The logarithmic method (or perhaps the logarithmic mean) is not favored because:
  1. It is too complex for people who aren't familiar with mathematics. It is not easy understand how the average was obtained. This would turn the averaging procedure into a black box. This brings me back a couple of years, when I was a TA for a Chemical Engineering course. During my office hour, I would sometimes ask the juniors to sketch the graph of the 10 base logarithm. You should have seen the bizarre graphs that some of the students came up with... And these students are now engineers
  2. The log operation is rather slow on a computer. This would certainly make the average-recalculation during database backup a very lengthy procedure.

Adding information on the effects of an interdecile mean computation: Our smaple noders NFW is 1305.

Just some mathy questions directed at the Prof, but I'd like to hear answers from anyone who can answer this:

So I really like the idea of the proposed MNFP system of level advancement, however I am moved by some of the comments that the median node rep might not be the best measure of central tendency. While it seems that the distribution of node reputation is roughly gaussian, it does seem that some users have a larger right side tail; that is, they have many more high rep nodes than low rep nodes.

Although a noder may not have enough high rep nodes to make his distribution very skewed, the traditional measures of central tendency for gaussian distributions may not be able to tell the whole story.

What I'm getting at is this: is there any way to meaningfully quantitify the right-side skewness of a noder's rep distribution and thus be able to reward noders that have many more high rep writups than low rep writeups?

Thanks for reading, Yours Truly Qeyser

Professor Pi's Comments:

Actually, the distribution of node reputation only resembles a normal (Gaussian) distribution. The real distribution is most likely closer to a Binomial Distribution.
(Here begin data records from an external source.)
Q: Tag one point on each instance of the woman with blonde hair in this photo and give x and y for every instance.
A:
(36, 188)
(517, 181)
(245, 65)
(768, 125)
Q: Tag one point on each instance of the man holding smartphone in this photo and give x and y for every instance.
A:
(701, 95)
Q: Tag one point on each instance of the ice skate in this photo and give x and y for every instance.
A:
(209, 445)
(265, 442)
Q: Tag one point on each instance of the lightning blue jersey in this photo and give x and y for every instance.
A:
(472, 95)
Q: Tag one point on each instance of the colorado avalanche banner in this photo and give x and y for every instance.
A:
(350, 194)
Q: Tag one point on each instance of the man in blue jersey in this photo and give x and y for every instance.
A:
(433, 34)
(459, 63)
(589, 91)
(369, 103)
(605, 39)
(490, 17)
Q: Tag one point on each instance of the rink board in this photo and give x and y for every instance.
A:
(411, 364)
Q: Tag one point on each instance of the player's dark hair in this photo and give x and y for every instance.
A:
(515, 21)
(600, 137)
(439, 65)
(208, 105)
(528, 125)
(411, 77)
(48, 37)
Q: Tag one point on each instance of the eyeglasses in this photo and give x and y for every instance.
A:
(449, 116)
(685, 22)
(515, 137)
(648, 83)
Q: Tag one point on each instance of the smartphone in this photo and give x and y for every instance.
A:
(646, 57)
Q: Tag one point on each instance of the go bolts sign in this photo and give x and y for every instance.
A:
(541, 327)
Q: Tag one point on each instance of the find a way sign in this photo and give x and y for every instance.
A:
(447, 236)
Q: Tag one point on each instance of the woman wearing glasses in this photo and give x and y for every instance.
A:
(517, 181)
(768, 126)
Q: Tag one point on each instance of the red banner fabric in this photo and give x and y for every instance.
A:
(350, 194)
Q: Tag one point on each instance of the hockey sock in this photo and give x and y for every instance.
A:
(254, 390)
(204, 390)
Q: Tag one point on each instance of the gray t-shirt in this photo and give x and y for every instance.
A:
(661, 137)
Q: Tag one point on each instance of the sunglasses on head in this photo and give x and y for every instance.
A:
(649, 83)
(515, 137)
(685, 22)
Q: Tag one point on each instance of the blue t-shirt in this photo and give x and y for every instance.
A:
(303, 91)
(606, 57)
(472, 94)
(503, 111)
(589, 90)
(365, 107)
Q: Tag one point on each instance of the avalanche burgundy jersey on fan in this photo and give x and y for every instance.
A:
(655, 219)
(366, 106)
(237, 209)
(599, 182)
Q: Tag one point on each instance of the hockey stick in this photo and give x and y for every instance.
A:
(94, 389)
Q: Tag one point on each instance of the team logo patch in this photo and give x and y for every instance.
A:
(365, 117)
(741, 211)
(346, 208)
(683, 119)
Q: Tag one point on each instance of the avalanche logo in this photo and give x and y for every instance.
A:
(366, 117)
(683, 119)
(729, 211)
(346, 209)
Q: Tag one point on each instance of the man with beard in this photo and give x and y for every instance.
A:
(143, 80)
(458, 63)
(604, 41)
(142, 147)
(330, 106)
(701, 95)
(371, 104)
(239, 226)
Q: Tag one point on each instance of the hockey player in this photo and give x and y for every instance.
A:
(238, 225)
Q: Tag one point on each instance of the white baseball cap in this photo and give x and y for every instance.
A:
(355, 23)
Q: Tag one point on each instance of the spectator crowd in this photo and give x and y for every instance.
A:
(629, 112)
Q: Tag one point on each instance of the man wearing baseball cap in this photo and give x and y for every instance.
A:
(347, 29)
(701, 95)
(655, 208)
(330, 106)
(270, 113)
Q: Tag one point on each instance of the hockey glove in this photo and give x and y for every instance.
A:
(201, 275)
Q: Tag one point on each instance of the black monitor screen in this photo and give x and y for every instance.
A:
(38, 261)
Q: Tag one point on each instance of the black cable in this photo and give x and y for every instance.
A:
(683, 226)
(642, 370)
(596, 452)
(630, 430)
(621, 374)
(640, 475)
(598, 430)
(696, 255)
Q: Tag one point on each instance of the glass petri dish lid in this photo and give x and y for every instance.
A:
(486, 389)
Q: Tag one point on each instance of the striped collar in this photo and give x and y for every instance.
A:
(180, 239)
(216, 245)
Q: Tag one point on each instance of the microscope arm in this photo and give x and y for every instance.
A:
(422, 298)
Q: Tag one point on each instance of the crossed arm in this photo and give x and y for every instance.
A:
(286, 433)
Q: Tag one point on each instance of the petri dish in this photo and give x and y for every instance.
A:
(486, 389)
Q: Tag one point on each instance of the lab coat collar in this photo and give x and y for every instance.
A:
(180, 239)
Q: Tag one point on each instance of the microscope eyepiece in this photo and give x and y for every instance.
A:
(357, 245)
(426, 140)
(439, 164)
But other factors such as writeup nuking and C!ing (more "air-time") have influence on the shape of the distribution as well.

It would be very impractical to use models such as the Binomial Distribution or the Poisson Distribution (which is the limiting case of the former and would work out for larger rep-sums) because (1) there is far too much computation work required; lots of slow factorial calculations, and (2) the whole procedure of calculating an "average" node reputation would become far too complex, for the average noder to make sense of.

There is actually a parameter that can be used to evaluate the degree of asymmetry of a distribution; it's called skewness. It is a 3rd order function of the node-reputations. I doubt thus parameter is practical in the evalation the "average" node distribution, and it would again make the entire procedure too complex.

The median actually would be a fair measure of central tendency for the reputation-distributions we encounter, but as was already mentioned: it's easily broken by targeted downvoting on writeups with a reputation at, or slightly above the median. It is not robust enough, since it is only a single-parameter description of the distribution. In order to make it more robust, it would be better to incorporate more factors, such as the 1st and 3rd quartile values, or the reputations of all the writeups between the the 1st and 3rd quartile. Again, we don't calculate the mean of all the nodes, since that would favor the outlier points too much.